Trabalhando no mesmo lugar por 33 anos, Júlia é costureira e tem uma loja de roupas sob medida perto de casa - a All Season. Ela conta que atende hoje as filhas e netas das suas “filhas”, que acolheu quando chegaram aos Estados Unidos e se tornaram suas amigas e clientes. Através da loja, ela conta que ajudou pelo menos 15 pessoas a obterem o green card.

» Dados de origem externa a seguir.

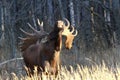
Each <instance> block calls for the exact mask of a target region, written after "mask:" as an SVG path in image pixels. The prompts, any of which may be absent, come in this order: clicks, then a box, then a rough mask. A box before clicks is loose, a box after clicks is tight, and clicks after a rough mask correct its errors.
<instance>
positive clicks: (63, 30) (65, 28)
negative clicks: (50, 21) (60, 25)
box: [62, 19, 78, 49]
mask: <svg viewBox="0 0 120 80" xmlns="http://www.w3.org/2000/svg"><path fill="white" fill-rule="evenodd" d="M64 20H65V21H66V22H67V25H65V23H64V26H63V32H62V35H64V36H66V37H67V38H66V41H65V44H66V46H69V49H70V48H71V47H72V45H71V44H70V45H69V44H68V43H70V42H71V43H72V42H73V39H74V37H75V36H77V34H78V31H77V30H75V29H74V27H73V26H71V27H72V30H71V31H70V29H69V27H70V22H69V21H68V20H67V19H64ZM74 31H75V34H73V33H74Z"/></svg>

“Todas as brasileiras que chegavam aqui naquela época eram estudadas, tinham uma formação no Brasil, mas vinham sem saber nada de inglês e sem um trabalho arrumado. Não tinham praticamente nada. O que eu fazia era abrir o mercado para elas e conseguir com que elas trabalhassem para se estabelecer e desenvolver.”

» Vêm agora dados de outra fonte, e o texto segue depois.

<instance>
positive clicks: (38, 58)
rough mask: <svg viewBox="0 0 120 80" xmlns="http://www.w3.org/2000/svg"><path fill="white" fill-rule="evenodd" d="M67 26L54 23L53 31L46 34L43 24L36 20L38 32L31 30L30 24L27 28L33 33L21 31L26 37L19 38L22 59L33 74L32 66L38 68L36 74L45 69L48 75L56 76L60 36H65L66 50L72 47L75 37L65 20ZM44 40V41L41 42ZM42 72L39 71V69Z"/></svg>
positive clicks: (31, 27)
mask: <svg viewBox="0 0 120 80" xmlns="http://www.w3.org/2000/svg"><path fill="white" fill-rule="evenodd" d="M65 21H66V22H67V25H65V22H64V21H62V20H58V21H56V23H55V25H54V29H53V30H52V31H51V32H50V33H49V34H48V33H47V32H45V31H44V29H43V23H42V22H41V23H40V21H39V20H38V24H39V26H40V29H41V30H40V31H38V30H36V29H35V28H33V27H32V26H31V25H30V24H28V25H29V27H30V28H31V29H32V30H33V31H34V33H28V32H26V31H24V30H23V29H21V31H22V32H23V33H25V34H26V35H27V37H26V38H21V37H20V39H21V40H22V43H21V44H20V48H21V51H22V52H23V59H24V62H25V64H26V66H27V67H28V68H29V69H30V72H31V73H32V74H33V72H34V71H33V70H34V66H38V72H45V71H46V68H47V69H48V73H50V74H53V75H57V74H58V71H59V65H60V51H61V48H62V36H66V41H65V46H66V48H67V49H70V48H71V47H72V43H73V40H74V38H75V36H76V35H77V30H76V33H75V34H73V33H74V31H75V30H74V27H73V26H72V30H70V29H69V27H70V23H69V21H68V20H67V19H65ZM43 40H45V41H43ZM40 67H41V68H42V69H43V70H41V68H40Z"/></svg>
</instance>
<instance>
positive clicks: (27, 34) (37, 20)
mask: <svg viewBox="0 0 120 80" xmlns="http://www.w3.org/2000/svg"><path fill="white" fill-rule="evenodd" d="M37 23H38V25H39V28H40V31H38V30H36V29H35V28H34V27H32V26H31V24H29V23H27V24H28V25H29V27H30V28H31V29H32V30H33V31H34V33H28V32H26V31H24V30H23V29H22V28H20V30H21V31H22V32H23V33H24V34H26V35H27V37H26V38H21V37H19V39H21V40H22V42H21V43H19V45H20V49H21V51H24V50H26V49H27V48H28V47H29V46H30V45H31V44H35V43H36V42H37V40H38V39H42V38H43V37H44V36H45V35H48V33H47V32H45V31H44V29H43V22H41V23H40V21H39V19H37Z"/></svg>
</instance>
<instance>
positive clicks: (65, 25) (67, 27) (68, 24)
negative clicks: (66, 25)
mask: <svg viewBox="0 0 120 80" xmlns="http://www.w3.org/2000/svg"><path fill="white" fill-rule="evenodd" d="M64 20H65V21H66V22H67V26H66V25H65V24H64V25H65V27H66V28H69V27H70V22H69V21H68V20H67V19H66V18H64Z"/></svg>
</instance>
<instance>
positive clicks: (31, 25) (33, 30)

Mas, o diferencial de uma mulher que acolheu inúmeras outras mulheres nesses mais de 30 anos é o prazer em ajudar e, como ela mesma diz, ter um orgulho em vê-las bem e realizadas na vida.

“Como elas não tinham driver’s license, muitas vezes eu as levava ao trabalho. Elas também precisavam aprender inglês, então, toda noite eu as levava para aulas. Elas precisavam sobressair, não podiam ficar sempre na mesma vida de quando chegavam”, declara com orgulho.

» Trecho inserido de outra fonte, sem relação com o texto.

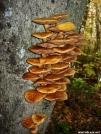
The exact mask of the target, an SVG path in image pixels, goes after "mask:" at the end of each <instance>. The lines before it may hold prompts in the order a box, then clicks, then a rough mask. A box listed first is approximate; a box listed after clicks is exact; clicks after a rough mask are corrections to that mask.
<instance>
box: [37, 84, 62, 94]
mask: <svg viewBox="0 0 101 134" xmlns="http://www.w3.org/2000/svg"><path fill="white" fill-rule="evenodd" d="M59 88H61V85H59V84H48V85H45V86H39V87H37V88H36V89H37V91H38V92H41V93H54V92H56V91H57V90H58V89H59Z"/></svg>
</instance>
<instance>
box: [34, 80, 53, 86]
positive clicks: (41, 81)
mask: <svg viewBox="0 0 101 134" xmlns="http://www.w3.org/2000/svg"><path fill="white" fill-rule="evenodd" d="M34 84H36V85H47V84H52V82H50V81H47V80H45V79H38V80H36V81H35V82H34Z"/></svg>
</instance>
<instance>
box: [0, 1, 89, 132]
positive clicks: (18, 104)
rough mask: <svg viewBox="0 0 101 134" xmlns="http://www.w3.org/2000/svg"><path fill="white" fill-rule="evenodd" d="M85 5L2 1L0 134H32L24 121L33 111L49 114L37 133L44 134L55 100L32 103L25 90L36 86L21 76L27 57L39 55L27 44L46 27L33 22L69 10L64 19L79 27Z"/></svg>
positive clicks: (26, 70)
mask: <svg viewBox="0 0 101 134" xmlns="http://www.w3.org/2000/svg"><path fill="white" fill-rule="evenodd" d="M85 5H86V0H61V1H59V0H54V1H53V0H43V1H42V0H0V18H1V19H0V49H1V51H0V107H1V108H0V134H29V133H30V131H29V130H27V129H26V128H24V127H22V125H21V120H22V119H23V118H24V117H28V116H31V115H32V114H33V113H44V114H46V115H47V119H46V120H45V122H44V123H42V125H40V126H39V130H38V133H37V134H44V132H45V129H46V127H47V124H48V121H49V118H50V115H51V113H52V110H53V107H54V104H55V102H49V101H46V100H42V101H40V102H37V103H34V104H30V103H28V102H26V101H25V99H24V92H25V91H27V90H28V89H33V88H34V86H33V85H32V83H31V82H30V81H25V80H23V79H22V75H23V74H24V73H25V72H27V71H28V67H29V65H28V64H27V63H26V59H27V58H29V57H37V56H38V55H34V54H32V53H31V52H29V51H28V47H30V46H31V45H35V44H36V43H37V42H40V40H39V39H37V38H33V37H31V34H32V33H34V32H36V31H37V32H39V31H40V32H41V31H43V30H44V28H43V26H41V25H37V24H35V23H32V22H31V21H32V20H33V19H34V18H40V17H49V16H50V15H54V14H59V13H67V14H69V17H68V18H67V19H66V20H64V21H72V22H73V23H74V24H75V25H76V26H77V30H78V29H79V27H80V23H81V20H82V16H83V13H84V8H85Z"/></svg>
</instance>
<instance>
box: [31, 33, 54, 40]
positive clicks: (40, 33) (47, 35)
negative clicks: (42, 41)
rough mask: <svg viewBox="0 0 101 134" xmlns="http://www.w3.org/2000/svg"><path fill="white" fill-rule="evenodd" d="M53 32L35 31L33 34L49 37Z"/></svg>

Além de mulheres brasileiras, Júlia ajudou também muitas hispânicas que pela sua casa passaram. Algumas inclusive trabalharam com ela em sua loja e aprenderam a costurar. Muitas tiveram filhos que cresceram dentro da loja e hoje se consideram seus netos.

“Sinto-me realizada como mulher, principalmente, por ter ajudado outras mulheres a terem sucesso na vida. Todas começavam como ‘cleaner’, que a gente sabe que é o trabalho comum no início, e hoje elas não precisam trabalhar com isso mais”.

O orgulho dessa mulher está em perceber que ajudou a transformar a vida de outras mulheres para melhor. “Todas cresceram como pessoas, aprenderam inglês, se legalizaram, têm casa própria, emprego, muitas se casaram, construíram suas famílias aqui. Aprenderam como funciona a cultura americana e são pessoas bem-sucedidas na vida”.

Quando, por algum motivo, ela não podia ajudar alguém, contava com o apoio de uma amiga americana que também “adotava” as recém-chegadas. “É uma corrente. E assim pudemos fazer com que outras mulheres também se ajudassem”.

Para a maranhense, a lei do retorno funciona. “A vida te dá em dobro. Eu me sinto orgulhosa por ver que hoje tenho pessoas queridas e bem na vida. Posso dizer que somos uma grande família espalhada pelo mundo. Algumas se mudaram daqui, foram até para outros países, mas não perdemos o vínculo. Sempre me chamam para os aniversários, batizados e casamentos. Sou muito feliz por isso”, conta. “Todos têm os mesmos direitos, mas é preciso abrir a porta. Estamos aqui para ajudar e dividir. E temos que ter orgulho em ser mulher. É um dom divino”, completa.